Kamis siang ini ormawa tampak
berbeda dari biasanya. Tempat berteduh berkerangka bambu dan beratap banner
buatan arek-arek pecinta alam FMIPA
sudah ambruk. Bunga-buangaan dalam pot-pot kecil disekitarnya juga lenyap. Tidak
ada lagi TV yang biasa bertengger di atas kursi bambu maupun stop kontak
menempel di pohon yang menjadi salah satu tiang gardu itu. Saya masih ingat
betul kondisinya sebelum ambruk karena saya dulu sering nongkrong di situ.
Menurut Mas Rembes, orang-orang
fakultas yang sengaja merusak rumah-rumahan mereka.
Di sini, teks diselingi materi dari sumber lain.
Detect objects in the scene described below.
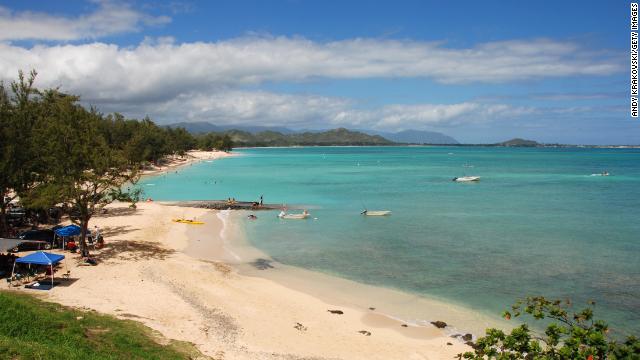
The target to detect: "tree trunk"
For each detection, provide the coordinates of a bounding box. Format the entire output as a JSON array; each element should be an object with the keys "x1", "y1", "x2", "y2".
[
  {"x1": 80, "y1": 214, "x2": 91, "y2": 256},
  {"x1": 0, "y1": 204, "x2": 9, "y2": 237}
]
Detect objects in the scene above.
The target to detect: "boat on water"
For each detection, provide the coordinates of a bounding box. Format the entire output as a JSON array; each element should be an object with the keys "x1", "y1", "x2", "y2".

Menurut kabar, halaman
depan ormawa akan dibangun gazebo-gazebo dan ada rumor yang mengatakan pihak
fakultas ingin membuat perpustakaan di sekitar ormawa.
Mendengar kata perpustakaan, saya
teringat buletin ALPHA yang seharusnya terbit di awal bulan Nopember. Masalah
eksistensi perpustakaan fakultas adalah tema yang kita ambil karena kita
menilai bahwa itu adalah sesuatu yang perlu diluruskan. Apakah fakultas MIPA
memiliki perpustakaan? Dimana letaknya? Apa saja isinya? Hal-hal semacam itulah
yang kami pertanyakan. Pasalnya, dulu pihak fakultas pernah memberikan 1 unit
komputer untuk pengelolaan perpustakaan. Tapi hingga sekarang perpustakaan dan
komputernya itu tidak nampak batang hidungnya.
Sepertinya nasib buletin kita sama dengan nasib perpustakaan naas itu. Sudah
beberapa kali rapat redaksi tapi hingga kini wujud buletinnya belum tampak
sedikitpun. Padahal kita memiliki waktu yang cukup untuk melakukan reportase,
menulis, dan editting. Apa masalahnya? 1. Malas, 2. Malas, 3. Malas. Setidaknya
itu yang terjadi pada saya. Entah dengan yang lain. Sayang sekali ya, kita
sekarang kehilangan bahan untuk media kita yang tidak kerumat.
Sebelumnya, saya dan teman-teman
ALPHA berniat membuat majalah perdana kami. Uang dari fakultas sudah turun sebanyak
1juta rupiah. Saya takut kalau majalah kita gagal terbit. Akhirnya kami
memutuskan untuk menyerahkan buletin perpustakaan kepada anggota magang ALPHA.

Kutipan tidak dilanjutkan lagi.